Exercises

1. Suppose that the the velocity of an object traveling in one dimension is given by $v(t) = t+sin(t)$ for $0 \leq t \leq 6$. Let $s(t)$ be the position of the object at time $t$, assuming that $s(0)=0$.
   1. As explained in your text, the position of the object at $t=6$ is equal to the area under the velocity curve from $t=0$ to $t=6$. Use the midpoint rule with $20$ subdivision to approximate the position of the object at $t=6$.
   2. Let $R_n$ be the right endpoint rule and $L_n$ the left endpoint rule approximations with $n$ subdivisions to the position of the object at $t=6$. Explain why the following relation holds for any value of $n$.
      
      $$L_n < s(6) < R_n$$
      
      
      (Hint - look at the results of leftbox and rightbox commands.)

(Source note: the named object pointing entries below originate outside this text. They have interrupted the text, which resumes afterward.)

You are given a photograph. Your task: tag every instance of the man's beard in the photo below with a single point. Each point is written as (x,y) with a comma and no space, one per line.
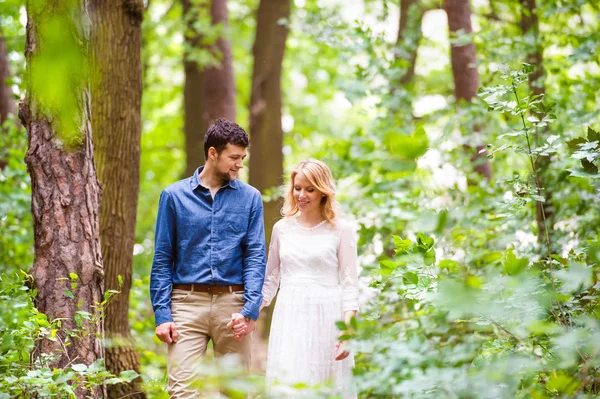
(223,175)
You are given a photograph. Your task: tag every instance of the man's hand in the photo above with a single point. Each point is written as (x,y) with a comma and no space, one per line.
(240,325)
(167,332)
(341,345)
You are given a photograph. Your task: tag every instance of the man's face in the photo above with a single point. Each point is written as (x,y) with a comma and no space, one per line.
(230,161)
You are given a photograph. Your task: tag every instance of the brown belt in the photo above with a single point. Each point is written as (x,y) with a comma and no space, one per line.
(211,289)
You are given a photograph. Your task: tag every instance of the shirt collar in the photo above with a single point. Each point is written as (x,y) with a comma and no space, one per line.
(195,181)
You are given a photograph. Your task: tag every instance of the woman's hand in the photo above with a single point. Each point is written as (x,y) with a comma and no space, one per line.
(341,345)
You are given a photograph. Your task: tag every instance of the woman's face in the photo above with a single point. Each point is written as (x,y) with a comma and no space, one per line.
(307,196)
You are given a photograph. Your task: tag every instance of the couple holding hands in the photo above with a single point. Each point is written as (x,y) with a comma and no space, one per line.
(210,280)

   3. Evaluate $R_{500}$ and $L_{500}$. Based on your results, do you think your approximation using the midpoint rule with $20$ subintervals was within $0.1$ of the exact value for the area? Explain why or why not.
2. Consider the function
   
   $$g(x) = \frac{x^2+4x+1}{x^2+2x}$$
   
   
   on the interval $[1,5]$.
   1. Use the error bound formula to find the smallest value of $n$ that guarantees that $M_n$ approximates the area to within $0.0005$. That is, find the smallest value of $n$ that guarantees that $\mid EM_n \mid < 0.0005$.

   2. The value of $n$ given by the error bound is usually conservative. That is, in practice the desired accuracy can be achieved with a smaller value of $n$. Given that
      
      $$\int_1^5 g(x) \, dx \approx 6.075665746$$
      
      
      find the smallest value of $n$ such that $\mid EM_n \mid < 0.0005$.